The United States and other nations face a growing crisis related to suffering and death from a variety of infections. These include: ongoing pandemics of tuberculosis, AIDS and malaria; emerging and re-emerging infectious agents such as influenza and food-borne illnesses; multidrug-resistant pathogens, recently highlighted by the case of XDR tuberculosis; community-associated staph infections; and infections in immunocompromised individuals such as those with cancer, transplants or illnesses requiring time in hospital critical care units.
Investigators in Ohio State’s Center for Microbial Interface Biology (CMIB) are leading the way to new diagnostic strategies, therapies and vaccines against a number of these invisible killers. Internationally recognized scientists are performing innovative bench and translational science designed to improve the health of the nation. A focus on broad-based interdisciplinary scientific platforms is enhancing the effectiveness and efficiency of discoveries. This is exemplified by a significant growth in funded programs, publications and international visibility related to the Center’s activities. The CMIB also is partnering with several Ohio State colleges, centers and institutes as well as the Medical Center’s Signature Programs.
Program highlights of 2006:
- The CMIB was awarded University “Center” status by the Ohio State Board of Trustees in December 2006. The CMIB has seven core faculty members. Five of them, along with their lab personnel and the Center’s administrative leadership, have moved to the 10th floor of the Biomedical Research Tower. Membership has grown to 58 faculty, representing units across the Columbus and Wooster campuses and Columbus Children’s Research Institute. Grant support for core faculty members in 2006 totaled $11.16 million.
- A campus-wide Biosafety Level 3 (BSL 3) core facilities program was established under the governance of the CMIB. All Ohio State investigators and off-campus partners have access to these state-of-the-art facilities. This is one of the most developed university biocontainment programs in the country.
- Ohio State became a member of the National Institutes of Health (NIH)-funded Great Lakes Regional Centers of Excellence in Biodefense and Emerging Infectious Diseases Research Program. CMIB faculty members have been awarded a program grant and a development project totaling $1.15 million.
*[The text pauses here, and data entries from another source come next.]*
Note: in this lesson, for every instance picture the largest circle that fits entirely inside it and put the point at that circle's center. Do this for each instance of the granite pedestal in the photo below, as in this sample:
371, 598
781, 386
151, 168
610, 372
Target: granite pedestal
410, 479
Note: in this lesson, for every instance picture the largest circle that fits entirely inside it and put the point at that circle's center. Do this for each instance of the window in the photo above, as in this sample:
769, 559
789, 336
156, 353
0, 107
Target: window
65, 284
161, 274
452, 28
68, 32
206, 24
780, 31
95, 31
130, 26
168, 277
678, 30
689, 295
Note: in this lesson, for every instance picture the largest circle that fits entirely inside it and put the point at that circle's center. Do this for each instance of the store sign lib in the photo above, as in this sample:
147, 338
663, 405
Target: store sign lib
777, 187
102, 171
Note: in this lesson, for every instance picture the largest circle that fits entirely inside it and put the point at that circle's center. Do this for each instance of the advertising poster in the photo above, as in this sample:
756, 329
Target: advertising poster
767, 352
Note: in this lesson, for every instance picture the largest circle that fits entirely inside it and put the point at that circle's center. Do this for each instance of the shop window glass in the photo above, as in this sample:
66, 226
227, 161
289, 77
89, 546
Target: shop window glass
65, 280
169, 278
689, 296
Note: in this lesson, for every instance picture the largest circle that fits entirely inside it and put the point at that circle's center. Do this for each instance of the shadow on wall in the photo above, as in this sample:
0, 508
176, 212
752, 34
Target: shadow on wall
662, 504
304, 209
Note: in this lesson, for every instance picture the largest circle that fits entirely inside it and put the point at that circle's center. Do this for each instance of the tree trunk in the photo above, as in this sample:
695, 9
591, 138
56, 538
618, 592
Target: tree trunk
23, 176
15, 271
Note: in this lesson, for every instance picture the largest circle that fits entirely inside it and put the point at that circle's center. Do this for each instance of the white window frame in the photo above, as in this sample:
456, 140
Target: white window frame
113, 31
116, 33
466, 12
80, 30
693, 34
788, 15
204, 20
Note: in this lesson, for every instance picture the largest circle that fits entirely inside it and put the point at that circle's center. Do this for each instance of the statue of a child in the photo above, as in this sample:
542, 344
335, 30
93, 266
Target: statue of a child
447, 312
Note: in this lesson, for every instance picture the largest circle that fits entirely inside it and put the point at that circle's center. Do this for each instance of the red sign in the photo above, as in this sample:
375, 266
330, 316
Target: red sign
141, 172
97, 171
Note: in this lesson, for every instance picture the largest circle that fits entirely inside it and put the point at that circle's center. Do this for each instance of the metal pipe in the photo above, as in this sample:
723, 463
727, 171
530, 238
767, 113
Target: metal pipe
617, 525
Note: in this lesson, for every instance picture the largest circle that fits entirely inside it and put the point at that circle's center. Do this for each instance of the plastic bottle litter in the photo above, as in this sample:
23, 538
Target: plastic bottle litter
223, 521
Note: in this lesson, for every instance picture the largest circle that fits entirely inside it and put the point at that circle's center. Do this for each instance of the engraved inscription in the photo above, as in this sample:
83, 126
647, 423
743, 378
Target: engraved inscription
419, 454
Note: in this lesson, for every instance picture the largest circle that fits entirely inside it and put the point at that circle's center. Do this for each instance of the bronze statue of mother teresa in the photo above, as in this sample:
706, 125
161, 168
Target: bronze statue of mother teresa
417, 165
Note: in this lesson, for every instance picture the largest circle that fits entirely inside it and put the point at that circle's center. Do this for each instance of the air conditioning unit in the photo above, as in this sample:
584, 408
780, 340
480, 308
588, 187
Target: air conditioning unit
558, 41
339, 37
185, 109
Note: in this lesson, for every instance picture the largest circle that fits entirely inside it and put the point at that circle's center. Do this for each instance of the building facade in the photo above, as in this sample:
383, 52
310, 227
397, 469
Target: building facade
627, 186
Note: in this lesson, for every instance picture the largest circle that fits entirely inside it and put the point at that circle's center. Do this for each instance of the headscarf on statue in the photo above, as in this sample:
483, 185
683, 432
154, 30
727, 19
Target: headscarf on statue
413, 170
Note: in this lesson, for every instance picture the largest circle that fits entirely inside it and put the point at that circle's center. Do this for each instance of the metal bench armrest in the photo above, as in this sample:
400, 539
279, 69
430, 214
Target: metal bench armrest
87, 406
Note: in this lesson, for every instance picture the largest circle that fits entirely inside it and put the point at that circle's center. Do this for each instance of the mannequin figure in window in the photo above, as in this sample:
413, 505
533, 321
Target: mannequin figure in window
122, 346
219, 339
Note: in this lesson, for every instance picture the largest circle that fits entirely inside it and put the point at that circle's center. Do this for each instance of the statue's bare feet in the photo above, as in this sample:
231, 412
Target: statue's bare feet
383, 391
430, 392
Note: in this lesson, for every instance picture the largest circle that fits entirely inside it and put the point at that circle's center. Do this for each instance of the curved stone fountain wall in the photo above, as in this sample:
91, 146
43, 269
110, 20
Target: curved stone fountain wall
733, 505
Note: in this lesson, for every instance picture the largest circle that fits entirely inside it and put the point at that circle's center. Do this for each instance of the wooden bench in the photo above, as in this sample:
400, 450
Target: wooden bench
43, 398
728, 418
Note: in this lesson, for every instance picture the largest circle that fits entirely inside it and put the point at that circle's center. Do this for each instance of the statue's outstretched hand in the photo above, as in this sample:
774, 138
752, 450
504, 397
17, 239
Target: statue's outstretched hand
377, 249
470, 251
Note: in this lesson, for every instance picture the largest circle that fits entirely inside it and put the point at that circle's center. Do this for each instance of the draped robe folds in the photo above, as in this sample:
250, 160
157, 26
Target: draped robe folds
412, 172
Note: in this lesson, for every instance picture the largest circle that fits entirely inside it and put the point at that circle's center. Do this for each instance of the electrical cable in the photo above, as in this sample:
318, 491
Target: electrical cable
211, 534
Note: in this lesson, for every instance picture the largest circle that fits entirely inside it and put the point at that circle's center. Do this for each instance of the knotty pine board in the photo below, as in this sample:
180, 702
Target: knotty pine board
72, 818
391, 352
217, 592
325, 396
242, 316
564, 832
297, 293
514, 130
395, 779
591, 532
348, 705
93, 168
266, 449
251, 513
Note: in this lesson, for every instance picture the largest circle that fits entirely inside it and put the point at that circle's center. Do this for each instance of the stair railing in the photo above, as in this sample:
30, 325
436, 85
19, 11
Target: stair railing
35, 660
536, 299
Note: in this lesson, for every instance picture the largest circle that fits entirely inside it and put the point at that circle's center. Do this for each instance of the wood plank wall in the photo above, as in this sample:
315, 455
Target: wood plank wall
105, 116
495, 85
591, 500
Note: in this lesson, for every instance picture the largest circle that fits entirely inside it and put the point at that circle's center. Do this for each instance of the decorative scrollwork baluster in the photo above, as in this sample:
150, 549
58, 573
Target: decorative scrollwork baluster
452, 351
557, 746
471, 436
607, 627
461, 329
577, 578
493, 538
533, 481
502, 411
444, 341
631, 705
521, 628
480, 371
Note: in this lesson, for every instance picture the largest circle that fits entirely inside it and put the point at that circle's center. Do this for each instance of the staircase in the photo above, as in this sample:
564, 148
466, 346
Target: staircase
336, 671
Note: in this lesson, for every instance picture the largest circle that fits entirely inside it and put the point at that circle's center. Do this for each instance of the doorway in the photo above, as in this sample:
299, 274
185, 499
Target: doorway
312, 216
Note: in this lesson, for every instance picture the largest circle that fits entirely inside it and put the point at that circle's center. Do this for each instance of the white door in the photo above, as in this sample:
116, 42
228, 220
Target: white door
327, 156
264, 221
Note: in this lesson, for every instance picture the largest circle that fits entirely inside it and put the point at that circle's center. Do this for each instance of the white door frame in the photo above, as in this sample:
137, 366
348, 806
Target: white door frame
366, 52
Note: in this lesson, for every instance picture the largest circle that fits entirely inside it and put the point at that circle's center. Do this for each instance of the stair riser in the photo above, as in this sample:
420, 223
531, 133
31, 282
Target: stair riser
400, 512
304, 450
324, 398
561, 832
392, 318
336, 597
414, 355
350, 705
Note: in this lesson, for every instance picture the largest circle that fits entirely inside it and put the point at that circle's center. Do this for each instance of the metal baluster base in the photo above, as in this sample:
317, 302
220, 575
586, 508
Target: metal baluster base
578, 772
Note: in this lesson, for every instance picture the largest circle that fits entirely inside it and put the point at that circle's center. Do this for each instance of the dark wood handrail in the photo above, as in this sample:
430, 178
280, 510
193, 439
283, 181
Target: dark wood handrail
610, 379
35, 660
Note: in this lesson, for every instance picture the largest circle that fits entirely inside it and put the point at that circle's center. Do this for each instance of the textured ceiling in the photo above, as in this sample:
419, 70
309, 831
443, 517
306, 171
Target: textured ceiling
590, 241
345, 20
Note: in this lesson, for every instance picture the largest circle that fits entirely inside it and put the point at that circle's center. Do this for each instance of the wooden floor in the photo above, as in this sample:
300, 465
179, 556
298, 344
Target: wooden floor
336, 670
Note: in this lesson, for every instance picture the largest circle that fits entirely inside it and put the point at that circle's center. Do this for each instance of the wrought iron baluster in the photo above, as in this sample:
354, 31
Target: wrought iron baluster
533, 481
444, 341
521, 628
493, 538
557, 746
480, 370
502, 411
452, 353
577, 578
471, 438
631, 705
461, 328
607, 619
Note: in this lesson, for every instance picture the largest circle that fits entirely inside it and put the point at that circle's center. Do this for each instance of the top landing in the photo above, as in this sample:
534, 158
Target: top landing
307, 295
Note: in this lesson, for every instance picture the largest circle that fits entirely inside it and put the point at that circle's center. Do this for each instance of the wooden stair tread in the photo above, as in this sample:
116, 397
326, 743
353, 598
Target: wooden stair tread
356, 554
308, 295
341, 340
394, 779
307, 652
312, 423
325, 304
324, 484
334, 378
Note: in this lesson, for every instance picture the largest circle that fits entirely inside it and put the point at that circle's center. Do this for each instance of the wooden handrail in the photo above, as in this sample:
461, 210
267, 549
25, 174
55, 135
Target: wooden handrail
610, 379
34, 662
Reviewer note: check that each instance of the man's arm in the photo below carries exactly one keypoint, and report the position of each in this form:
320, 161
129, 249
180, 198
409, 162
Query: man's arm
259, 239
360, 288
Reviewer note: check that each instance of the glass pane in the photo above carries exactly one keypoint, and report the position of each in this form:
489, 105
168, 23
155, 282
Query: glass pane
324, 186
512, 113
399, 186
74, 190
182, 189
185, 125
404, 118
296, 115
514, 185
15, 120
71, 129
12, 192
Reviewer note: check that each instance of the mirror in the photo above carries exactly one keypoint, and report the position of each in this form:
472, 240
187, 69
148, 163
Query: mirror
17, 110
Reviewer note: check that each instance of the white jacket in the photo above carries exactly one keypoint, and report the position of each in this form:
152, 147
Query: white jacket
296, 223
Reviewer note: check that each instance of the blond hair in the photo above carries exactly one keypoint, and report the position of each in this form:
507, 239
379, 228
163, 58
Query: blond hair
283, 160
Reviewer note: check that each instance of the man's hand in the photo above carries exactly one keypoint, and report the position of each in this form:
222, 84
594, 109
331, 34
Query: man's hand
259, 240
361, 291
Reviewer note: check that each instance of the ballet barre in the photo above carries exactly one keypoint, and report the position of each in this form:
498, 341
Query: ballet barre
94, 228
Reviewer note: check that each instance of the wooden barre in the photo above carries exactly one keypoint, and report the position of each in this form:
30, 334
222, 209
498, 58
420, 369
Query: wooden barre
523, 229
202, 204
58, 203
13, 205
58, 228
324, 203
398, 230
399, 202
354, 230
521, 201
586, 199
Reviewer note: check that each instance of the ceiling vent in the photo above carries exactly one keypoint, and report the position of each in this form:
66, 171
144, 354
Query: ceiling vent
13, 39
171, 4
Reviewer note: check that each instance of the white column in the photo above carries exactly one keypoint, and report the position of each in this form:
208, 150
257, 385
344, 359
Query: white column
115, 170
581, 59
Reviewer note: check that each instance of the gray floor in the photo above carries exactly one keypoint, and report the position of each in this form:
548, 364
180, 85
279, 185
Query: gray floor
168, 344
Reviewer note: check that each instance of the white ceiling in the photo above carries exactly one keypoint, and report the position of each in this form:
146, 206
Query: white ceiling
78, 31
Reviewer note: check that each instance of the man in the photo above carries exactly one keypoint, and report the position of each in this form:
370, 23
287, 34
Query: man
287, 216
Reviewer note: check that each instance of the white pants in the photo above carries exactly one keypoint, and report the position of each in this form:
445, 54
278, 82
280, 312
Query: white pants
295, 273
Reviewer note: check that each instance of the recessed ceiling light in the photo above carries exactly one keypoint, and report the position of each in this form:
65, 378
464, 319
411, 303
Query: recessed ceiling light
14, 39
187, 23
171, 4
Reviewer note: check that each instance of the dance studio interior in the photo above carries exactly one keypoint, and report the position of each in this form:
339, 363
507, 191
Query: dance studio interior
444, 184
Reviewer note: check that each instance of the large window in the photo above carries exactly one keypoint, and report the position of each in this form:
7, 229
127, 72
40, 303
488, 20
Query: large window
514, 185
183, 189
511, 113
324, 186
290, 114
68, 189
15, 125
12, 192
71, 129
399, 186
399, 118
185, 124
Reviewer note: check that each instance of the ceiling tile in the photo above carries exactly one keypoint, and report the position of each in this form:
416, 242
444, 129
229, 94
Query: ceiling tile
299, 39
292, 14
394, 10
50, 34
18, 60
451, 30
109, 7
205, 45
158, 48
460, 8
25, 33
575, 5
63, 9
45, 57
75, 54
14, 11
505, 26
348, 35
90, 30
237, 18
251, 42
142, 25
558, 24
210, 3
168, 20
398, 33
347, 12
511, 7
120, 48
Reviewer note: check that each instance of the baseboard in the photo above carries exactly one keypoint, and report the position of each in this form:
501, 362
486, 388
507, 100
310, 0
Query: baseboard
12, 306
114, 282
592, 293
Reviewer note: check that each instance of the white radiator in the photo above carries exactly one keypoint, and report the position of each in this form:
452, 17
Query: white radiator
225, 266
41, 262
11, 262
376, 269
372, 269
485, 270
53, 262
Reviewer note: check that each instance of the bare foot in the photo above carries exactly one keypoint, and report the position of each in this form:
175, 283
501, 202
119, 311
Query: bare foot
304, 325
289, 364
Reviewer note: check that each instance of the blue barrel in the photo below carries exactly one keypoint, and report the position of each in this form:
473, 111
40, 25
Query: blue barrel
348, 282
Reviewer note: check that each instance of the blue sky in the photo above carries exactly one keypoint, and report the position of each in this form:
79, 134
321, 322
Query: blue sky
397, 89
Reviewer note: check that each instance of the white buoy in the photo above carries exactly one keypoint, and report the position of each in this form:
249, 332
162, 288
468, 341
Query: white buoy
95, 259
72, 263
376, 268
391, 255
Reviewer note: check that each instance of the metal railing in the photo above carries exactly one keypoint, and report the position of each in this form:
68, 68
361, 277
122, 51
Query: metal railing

- The CMIB is part of a team of investigators from six colleges (Medicine, Veterinary Medicine, Biological Sciences, Pharmacy, Public Health, and Food, Agricultural and Environmental Sciences) that received a Provost Targeted Investment in Excellence program totaling $4.79 million and entitled “Public Health Preparedness for Infectious Diseases.”
- Two faculty members were recruited in a creative partnership with the Department of Microbiology in the College of Biological Sciences: Chad Rappleye, PhD, from Washington University (fungal pathogenesis), and Stephanie Seveau, PhD, from the University of Michigan (Listeria pathogenesis).
- The CMIB “Host-Pathogen Seminar Series” brought six internationally recognized experts in microbe-host interactions to campus during 2006.
2006 grant highlights include:
- Lung innate immune responses to Francisella tularensis: a central role for the macrophage (National Institutes of Health/National Institute of Allergy and Infectious Diseases Region V Great Lakes Regional Center of Excellence for Biodefense and Emerging Infectious Disease Research) - Larry Schlesinger, MD, PI. This project studies the lung innate immune response to Francisella tularensis, the causative bacterium of tularemia and a targeted agent of bioterrorism. This $1.05 million program project grant includes investigators in both the CMIB and the Davis Heart and Lung Research Institute.
- Salmonella antimicrobial peptide resistance (National Institutes of Health/National Institute of Allergy and Infectious Diseases) - John Gunn, PhD, PI. This study, funded at $1.16 million, focuses on the PmrA-PmrB regulon, including the identification and characterization of PmrAPmrB- regulated genes necessary for antimicrobial peptide resistance and lipopolysaccharide (LPS) modification.